# A 2 week old lucky



## lucky (Jan 8, 2011)

Just come across this photo, I really wanted the boy second from the left too but at the time could only have 1 dog  ... the breeder is having another litter next spring so maybe I will be able to get a boy then 

Can you tell which one is her :tongue:


----------



## 3Musketeers (Nov 4, 2010)

Lucky is the third one, duhh :biggrin:
If you can, go for it! Two dogs are better than one, but remember they'll also be double the trouble, LOL.


----------



## lucky (Jan 8, 2011)

LOL she absolutely loves other dogs and so do I so would definately be worth it  ... As long as we are in our own place by next spring then I will definately go for it


----------



## Janet At Nutro (Mar 11, 2011)

I would of had a hard time choosing between the two.
I really like Lucky's markings.


----------



## rannmiller (Jun 27, 2008)

Awww babies!!! that little boy is awfully cute, I don't know how you didn't just steal them all!


----------



## kathylcsw (Jul 31, 2011)

What beautiful puppies! My son would have been all over the tricolor faced one! I hope that you can get another one in the spring. You should go for a male because I have read that 2 female JRT's together can get into some serious fights.

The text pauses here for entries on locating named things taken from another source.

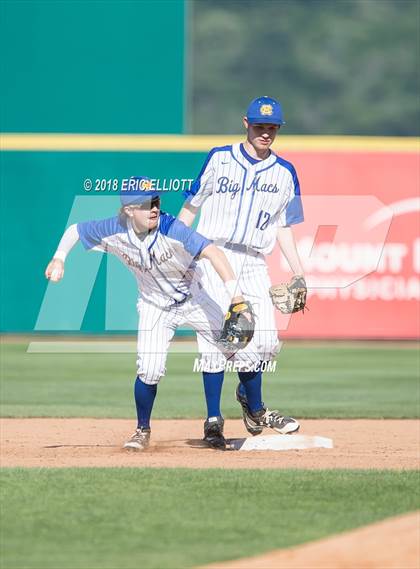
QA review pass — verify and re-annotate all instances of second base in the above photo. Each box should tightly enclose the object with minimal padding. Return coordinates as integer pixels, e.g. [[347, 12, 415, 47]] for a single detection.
[[229, 435, 334, 451]]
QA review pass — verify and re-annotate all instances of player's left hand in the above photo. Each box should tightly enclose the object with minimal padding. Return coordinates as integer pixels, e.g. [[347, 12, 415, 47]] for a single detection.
[[45, 259, 64, 282], [219, 297, 255, 352]]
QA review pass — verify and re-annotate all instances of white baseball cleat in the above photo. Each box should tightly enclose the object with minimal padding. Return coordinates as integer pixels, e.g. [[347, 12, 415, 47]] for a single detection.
[[124, 427, 150, 452]]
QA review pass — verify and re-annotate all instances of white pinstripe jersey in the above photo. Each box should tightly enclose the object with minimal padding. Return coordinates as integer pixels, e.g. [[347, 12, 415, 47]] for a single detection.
[[184, 144, 303, 253], [77, 212, 211, 308]]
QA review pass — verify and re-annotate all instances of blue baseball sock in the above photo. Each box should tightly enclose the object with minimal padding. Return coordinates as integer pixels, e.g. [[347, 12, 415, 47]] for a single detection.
[[238, 371, 264, 413], [134, 377, 157, 429], [203, 371, 225, 417]]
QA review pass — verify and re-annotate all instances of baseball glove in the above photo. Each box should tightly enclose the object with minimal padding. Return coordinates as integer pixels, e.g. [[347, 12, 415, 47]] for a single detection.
[[269, 275, 307, 314], [219, 300, 255, 352]]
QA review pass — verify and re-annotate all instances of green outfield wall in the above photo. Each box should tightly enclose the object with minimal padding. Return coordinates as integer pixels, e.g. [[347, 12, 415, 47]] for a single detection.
[[0, 0, 185, 333]]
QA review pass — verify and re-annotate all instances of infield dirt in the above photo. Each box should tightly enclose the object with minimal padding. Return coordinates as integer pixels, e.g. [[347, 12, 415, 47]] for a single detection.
[[0, 418, 420, 469]]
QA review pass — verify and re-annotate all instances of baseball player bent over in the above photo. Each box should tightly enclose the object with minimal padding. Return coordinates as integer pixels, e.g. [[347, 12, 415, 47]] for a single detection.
[[179, 97, 306, 442], [45, 177, 252, 451]]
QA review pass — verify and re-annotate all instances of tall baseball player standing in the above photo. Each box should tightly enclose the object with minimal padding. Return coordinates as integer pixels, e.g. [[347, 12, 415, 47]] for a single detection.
[[179, 96, 306, 435], [45, 177, 252, 450]]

I have pictures of Lola from the day she was born thanks to FaceBook. It is fun to see how much they change. I was noticing last night that Lola is losing the puppy look and getting muscled in her chest. At what age did Lucky stop growing? I always read that small breeds are pretty much grown by 6 months but if that is true Lola is going to be small. At 5 months she is 7.5 lbs and has a small body frame.


----------



## lucky (Jan 8, 2011)

kathylcsw said:


> What beautiful puppies! My son would have been all over the tricolor faced one! I hope that you can get another one in the spring. You should go for a male because I have read that 2 female JRT's together can get into some serious fights.
> 
> I have pictures of Lola from the day she was born thanks to FaceBook. It is fun to see how much they change. I was noticing last night that Lola is losing the puppy look and getting muscled in her chest. At what age did Lucky stop growing? I always read that small breeds are pretty much grown by 6 months but if that is true Lola is going to be small. At 5 months she is 7.5 lbs and has a small body frame.


Lucky stopped growing at about 1 year old, she weighs 12lb now and is about 9" tall. She is very muscly though  

Yes I definately want a boy next, lucky is spayed so will be no issues there  ... I want one with a bit more colour on the face next time, lucky is almost all white


----------